Alors que la menace des superbactéries devient l’un des plus grands défis de santé publique du 21e siècle, une découverte inattendue relance l’espoir : un nouvel antibiotique, trouvé au fond d’une mine chinoise, montre une efficacité remarquable contre les agents pathogènes les plus résistants.
Cette molécule, baptisée saarviénine A, a été isolée par une équipe de chercheurs de l’Université de Vienne et de l’Institut Helmholtz de recherche pharmaceutique de la Sarre. Elle est produite par une souche rare du genre Amycolatopsis, un groupe de bactéries déjà connu pour avoir donné naissance à des antibiotiques majeurs comme la vancomycine. Ce nouvel échantillon a été découvert dans une région géologiquement unique : le district minier de Bayan Obo, en Mongolie-Intérieure (Chine), célèbre pour abriter les plus grands gisements de terres rares au monde.
Une efficacité redoutable contre les bactéries résistantes
Dans les laboratoires européens, les chercheurs ont cultivé la souche bactérienne pour en extraire ses composés naturels. L’un d’eux s’est immédiatement distingué : la saarviénine A s’est montrée particulièrement efficace contre les bactéries Gram positif, y compris des souches de Staphylococcus aureus résistantes à des traitements de dernier recours comme la méthicilline, la vancomycine et la daptomycine.
Mais ce qui rend cette molécule encore plus fascinante, c’est son mode d’action inhabituel. Contrairement aux autres antibiotiques glycopeptidiques, la saarviénine A ne semble pas fonctionner de la même manière que ses homologues. Sa structure chimique, elle aussi, sort des sentiers battus. « Nous avons été ravis de découvrir que la saarviénine A n’appartient à aucune catégorie connue. Sa structure unique pourrait ouvrir la voie à des antibiotiques que les bactéries n’ont jamais rencontrés auparavant », explique le chercheur Jaime Felipe Guerrero-Garzón, co-auteur de l’étude.
Un espoir dans un contexte d’urgence mondiale
La découverte de la saarviénine A intervient à un moment critique. La résistance aux antibiotiques progresse rapidement, nourrie par l’usage excessif et inapproprié des traitements antimicrobiens. En 2019, 1,27 million de décès dans le monde étaient directement attribués à des infections résistantes. Et selon les projections, ce chiffre pourrait grimper à 8,22 millions de morts par an d’ici 2050 si aucune solution n’est trouvée.
Or, le développement de nouveaux antibiotiques est à la traîne. Peu de molécules nouvelles parviennent jusqu’au marché, et celles qui y arrivent perdent vite leur efficacité, car les bactéries évoluent constamment. C’est pourquoi chaque nouvelle piste sérieuse est précieuse.

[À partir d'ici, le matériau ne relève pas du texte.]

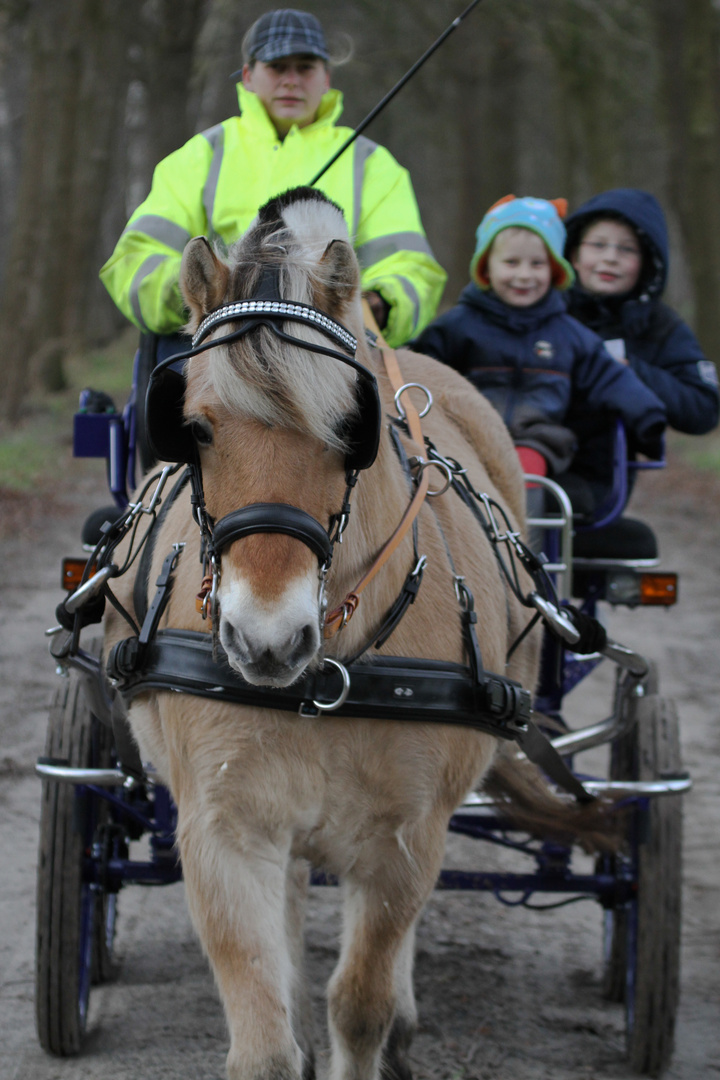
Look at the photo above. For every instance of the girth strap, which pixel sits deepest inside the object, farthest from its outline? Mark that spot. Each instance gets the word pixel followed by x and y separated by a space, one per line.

Une route encore longue avant une utilisation clinique
Bien que les résultats en laboratoire soient prometteurs, la saarviénine A n’est pas encore un médicament. Elle doit encore passer par toutes les étapes du développement pharmaceutique : études de toxicité, tests sur des animaux, essais cliniques sur l’humain, etc. C’est un processus long, complexe et coûteux.

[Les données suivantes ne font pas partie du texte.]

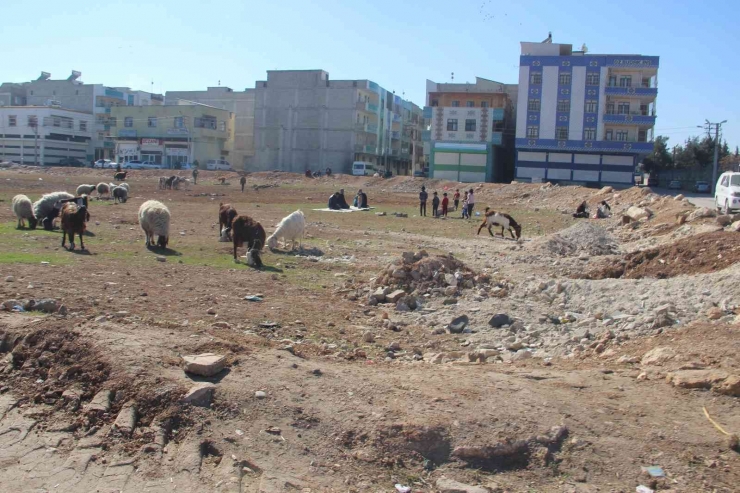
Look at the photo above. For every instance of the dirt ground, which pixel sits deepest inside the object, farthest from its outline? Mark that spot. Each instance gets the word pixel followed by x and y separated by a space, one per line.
pixel 325 389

« La découverte d’un nouvel antibiotique n’est qu’un début. Nous sommes désormais confrontés au défi fascinant de le perfectionner pour en faire un candidat médicament adapté à une utilisation clinique », précise Sergey B. Zotchev, auteur correspondant de l’étude.

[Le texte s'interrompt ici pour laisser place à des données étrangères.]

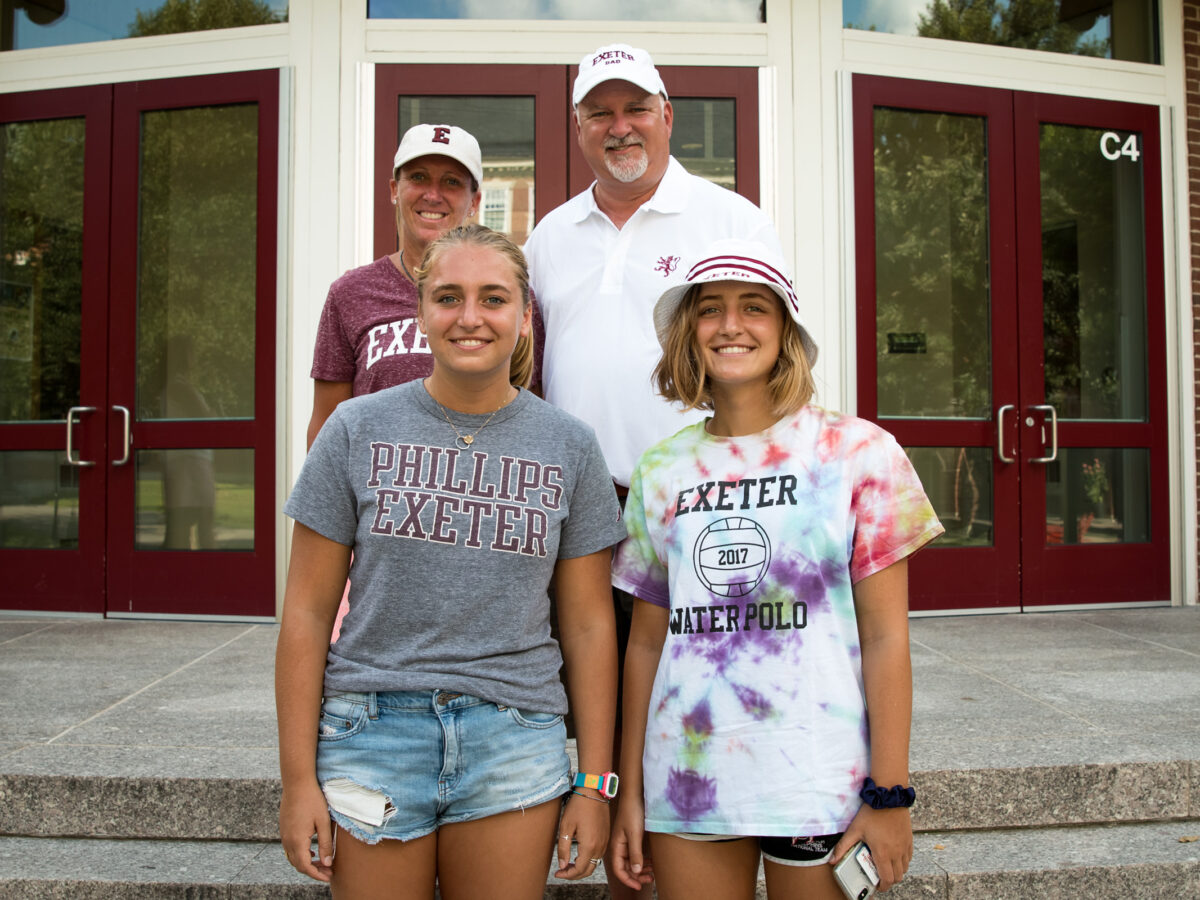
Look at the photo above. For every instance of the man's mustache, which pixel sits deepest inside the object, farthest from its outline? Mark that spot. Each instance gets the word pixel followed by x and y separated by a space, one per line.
pixel 619 143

La nature, toujours une alliée précieuse
Cette découverte souligne une nouvelle fois l’importance d’explorer la biodiversité microbienne, même dans les environnements les plus inattendus : forêts tropicales, fonds marins, ou ici, les profondeurs d’une mine riche en terres rares. La nature reste un réservoir inépuisable de molécules aux propriétés thérapeutiques, parfois enfouies là où on les attend le moins.
Parallèlement, des approches technologiques innovantes, notamment l’usage de l’intelligence artificielle pour analyser des bibliothèques de composés chimiques, contribuent également à accélérer la découverte de nouveaux antibiotiques.
Une nouvelle bataille dans la guerre contre les superbactéries
L’étude, publiée dans la revue Angewandte Chemie International Edition, marque une étape encourageante dans la lutte contre la résistance antimicrobienne. La saarviénine A ne sauvera pas le monde demain, mais elle représente un nouvel espoir tangible, un signal que la science peut encore trouver des solutions à un problème de santé mondiale aussi redoutable qu’urgent.